A coruscating portrait of Britain’s greatest imperialist
The modern Churchill cult is out of control, closing down debate and encouraging support for twenty-first-century wars. The wartime leader has become a household god for many, preserving an antiquated vision of Britain still shared by all three parties.
Yet, was he anything more than a plump carp happy to swim in the foulest of ponds to defend the Empire? Churchill himself never bothered to conceal his passionate defence of the British Empire or its attendant racism. On a more personal level, his complacent self-belief influenced his every step and frequently tripped him up. As the head of the British Navy during the First World War, he was responsible for a series of calamitous errors that cost thousands of lives. His attempt to crush the Irish nationalists left wounds that have yet to heal.
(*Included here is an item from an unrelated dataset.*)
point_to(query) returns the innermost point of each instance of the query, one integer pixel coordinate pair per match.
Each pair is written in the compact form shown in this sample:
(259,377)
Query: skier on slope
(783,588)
His attacks on striking workers in Glasgow and Tonypandy, his posturing when calling in the army to burn two anarchists in London’s East End, his vicious propaganda during the General Strike were not forgotten or forgiven. Even during the war against Germany, the most revered period of his career, Churchill’s crimes abroad continued, including the brutal assault on the Greek Resistance, the Bengal Famine that cost over 3 million Indian lives, the all-out assault on civilians in Dresden and Hamburg, and the insistence on the use of nuclear weapons in Japan. Postwar, he continued to cause harm in Iran and Kenya. His is a terrible record, amply documented in Tariq Ali’s indictment.